ReduceByKey() usage - confused with the results

Hi All,

I was playing around with reduceBykey() functions while diving deep into scan, fold, reduce functions of scala.

I understand how reduceBykey() works in the below stand case.

General Case

    scala> val rdd = sc.parallelize(((1 to 10).map(x=> ("key",x))))
    rdd: org.apache.spark.rdd.RDD[(String, Int)] = ParallelCollectionRDD[15] at parallelize at <console>:27

scala> rdd.reduceByKey(_+_)
res21: org.apache.spark.rdd.RDD[(String, Int)] = ShuffledRDD[16] at reduceByKey at <console>:30

scala> res21.collect
res22: Array[(String, Int)] = Array((key,55))
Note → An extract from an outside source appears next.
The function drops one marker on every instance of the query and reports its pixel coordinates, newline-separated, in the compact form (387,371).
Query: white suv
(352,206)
But, I am curious to understand how the below cases work

Case 1:

scala> val rdd = sc.parallelize(((1 to 10).map(x=> ("key",x))))
rdd: org.apache.spark.rdd.RDD[(String, Int)] = ParallelCollectionRDD[15] at parallelize at <console>:27

scala> rdd.reduceByKey(_-_)
res23: org.apache.spark.rdd.RDD[(String, Int)] = ShuffledRDD[17] at reduceByKey at <console>:30

scala> res23.collect
res24: Array[(String, Int)] = Array((key,15))

Case 2:

scala> val rdd = sc.parallelize(((1 to 10).map(x=> ("key",x))),2)
rdd: org.apache.spark.rdd.RDD[(String, Int)] = ParallelCollectionRDD[18] at parallelize at <console>:27

scala> rdd.reduceByKey(_-_)
res25: org.apache.spark.rdd.RDD[(String, Int)] = ShuffledRDD[19] at reduceByKey at <console>:30

scala> res25.collect
res26: Array[(String, Int)] = Array((key,15))

Case 3:

scala> val rdd = sc.parallelize(((1 to 10).map(x=> ("key",x))),1)
rdd: org.apache.spark.rdd.RDD[(String, Int)] = ParallelCollectionRDD[20] at parallelize at <console>:27

scala> rdd.reduceByKey(_-_)
res27: org.apache.spark.rdd.RDD[(String, Int)] = ShuffledRDD[21] at reduceByKey at <console>:30

scala> res27.collect
res28: Array[(String, Int)] = Array((key,-53))

Case 4:

scala> val rdd = sc.parallelize(((1 to 10).map(x=> ("key",x))),10)
rdd: org.apache.spark.rdd.RDD[(String, Int)] = ParallelCollectionRDD[22] at parallelize at <console>:27

scala> rdd.reduceByKey(_-_)
res29: org.apache.spark.rdd.RDD[(String, Int)] = ShuffledRDD[23] at reduceByKey at <console>:30

scala> res29.collect
res30: Array[(String, Int)] = Array((key,-51))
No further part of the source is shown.